An Integral with a Fraction and e

[tmt1]

$$ \int_{}^{} \frac{1}{ e^x + {e}^{-x}}\,dx $$

I have this integral, and I'm not sure how to approach it. I tried u-substitution with $u = e^x + {e} ^{-x}$, but that seemed to go to a dead end. I'm not sure how to apply partial fractions to this problem.
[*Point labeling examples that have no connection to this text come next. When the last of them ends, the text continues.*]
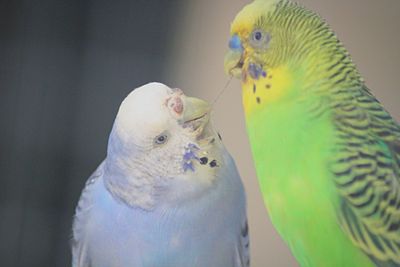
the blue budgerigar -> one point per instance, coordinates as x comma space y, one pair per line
167, 194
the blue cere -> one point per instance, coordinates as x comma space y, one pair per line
235, 43
256, 71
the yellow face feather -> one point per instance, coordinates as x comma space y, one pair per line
279, 49
244, 21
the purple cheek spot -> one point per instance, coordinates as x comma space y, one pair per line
188, 165
189, 155
256, 71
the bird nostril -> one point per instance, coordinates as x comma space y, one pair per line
176, 104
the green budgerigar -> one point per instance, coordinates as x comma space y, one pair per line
327, 153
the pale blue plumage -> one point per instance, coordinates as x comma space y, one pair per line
193, 220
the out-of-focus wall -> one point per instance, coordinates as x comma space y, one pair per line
368, 28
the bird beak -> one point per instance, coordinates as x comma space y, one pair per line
195, 110
233, 61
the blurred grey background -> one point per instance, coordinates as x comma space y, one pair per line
65, 66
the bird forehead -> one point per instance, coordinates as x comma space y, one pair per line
247, 17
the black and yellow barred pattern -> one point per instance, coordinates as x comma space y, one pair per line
366, 166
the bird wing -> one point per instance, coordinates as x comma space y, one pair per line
79, 246
243, 252
367, 175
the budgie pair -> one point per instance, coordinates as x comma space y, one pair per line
327, 156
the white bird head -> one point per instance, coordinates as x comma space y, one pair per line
162, 143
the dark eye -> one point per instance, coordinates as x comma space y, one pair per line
260, 39
257, 36
161, 139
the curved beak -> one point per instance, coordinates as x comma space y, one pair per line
194, 109
233, 61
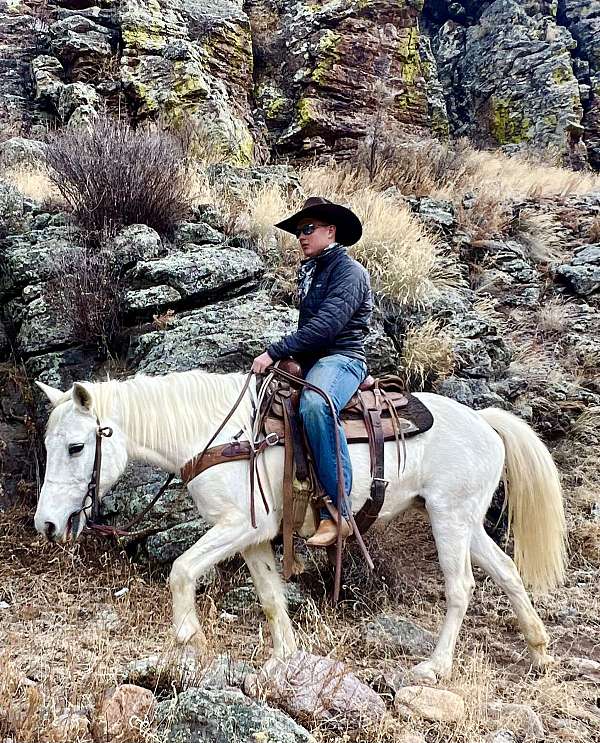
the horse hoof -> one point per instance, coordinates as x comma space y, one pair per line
425, 672
543, 662
190, 632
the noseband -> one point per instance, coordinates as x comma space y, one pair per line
91, 498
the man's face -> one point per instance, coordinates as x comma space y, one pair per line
318, 239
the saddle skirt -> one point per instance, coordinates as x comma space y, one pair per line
402, 414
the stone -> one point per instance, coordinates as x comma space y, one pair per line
202, 272
133, 243
47, 75
501, 736
437, 705
136, 489
318, 688
582, 274
42, 327
31, 258
586, 667
509, 80
225, 716
372, 47
436, 213
69, 725
197, 233
169, 544
225, 336
12, 216
520, 718
21, 152
393, 632
119, 709
76, 37
73, 95
154, 299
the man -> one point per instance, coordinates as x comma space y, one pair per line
335, 308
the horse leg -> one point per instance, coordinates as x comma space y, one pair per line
261, 563
223, 540
503, 571
452, 541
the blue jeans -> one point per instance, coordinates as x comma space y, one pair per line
338, 376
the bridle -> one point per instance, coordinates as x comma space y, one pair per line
92, 499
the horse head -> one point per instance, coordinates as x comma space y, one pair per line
66, 499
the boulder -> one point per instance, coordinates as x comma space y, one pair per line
161, 672
154, 299
582, 273
509, 80
32, 257
225, 716
135, 242
42, 326
74, 95
119, 710
12, 217
76, 37
318, 688
224, 336
391, 632
201, 272
520, 718
21, 152
437, 705
47, 74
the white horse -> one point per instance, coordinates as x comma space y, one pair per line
454, 469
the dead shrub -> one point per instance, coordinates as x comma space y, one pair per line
113, 176
86, 292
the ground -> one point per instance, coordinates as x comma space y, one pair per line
68, 627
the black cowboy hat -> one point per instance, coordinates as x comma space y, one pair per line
348, 226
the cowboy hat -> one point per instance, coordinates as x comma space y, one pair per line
348, 226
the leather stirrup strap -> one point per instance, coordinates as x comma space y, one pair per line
190, 467
288, 492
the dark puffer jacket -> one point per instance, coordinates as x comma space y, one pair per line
334, 315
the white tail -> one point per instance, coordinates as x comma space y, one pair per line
535, 505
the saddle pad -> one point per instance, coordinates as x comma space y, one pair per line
414, 418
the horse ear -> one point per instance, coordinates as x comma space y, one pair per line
51, 393
82, 398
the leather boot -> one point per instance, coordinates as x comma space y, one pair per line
326, 534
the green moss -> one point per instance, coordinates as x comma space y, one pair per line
506, 126
304, 113
327, 55
561, 75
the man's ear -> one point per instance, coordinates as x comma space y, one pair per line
51, 393
82, 398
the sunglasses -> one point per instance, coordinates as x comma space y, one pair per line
308, 229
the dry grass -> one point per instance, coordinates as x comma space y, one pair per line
66, 637
33, 183
426, 354
542, 234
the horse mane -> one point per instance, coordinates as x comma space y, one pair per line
165, 413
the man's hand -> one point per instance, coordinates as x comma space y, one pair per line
261, 363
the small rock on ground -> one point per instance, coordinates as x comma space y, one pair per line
438, 705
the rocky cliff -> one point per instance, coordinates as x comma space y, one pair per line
303, 79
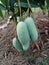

Is there a better way?

 

[Jameson]

Hi tmt,

I would try multiplying by $$\frac{e^x}{e^x}$$ and then using the substitution $u=e^x$. That should get it into a form where you can use trig substitution to solve. :)

 

[Prove It]

Alternatively, since $\displaystyle \begin{align*} \cosh{(x)} = \frac{1}{2}\,\left( \mathrm{e}^x + \mathrm{e}^{-x} \right) \end{align*}$ that means the integral is

$\displaystyle \begin{align*} \int{\frac{1}{\mathrm{e}^x + \mathrm{e}^{-x}}\,\mathrm{d}x} &= \int{ \frac{1}{2\cosh{(x)}}\,\mathrm{d}x } \\ &= \int{ \frac{\cosh{(x)}}{2\cosh^2{(x)}}\,\mathrm{d}x} \\ &= \frac{1}{2} \int{ \frac{\cosh{(x)}}{1 + \sinh^2{(x)}}\,\mathrm{d}x} \end{align*}$

You can now substitute $\displaystyle \begin{align*} u = \sinh{(x)} \implies \mathrm{d}u = \cosh{(x)}\,\mathrm{d}x \end{align*}$.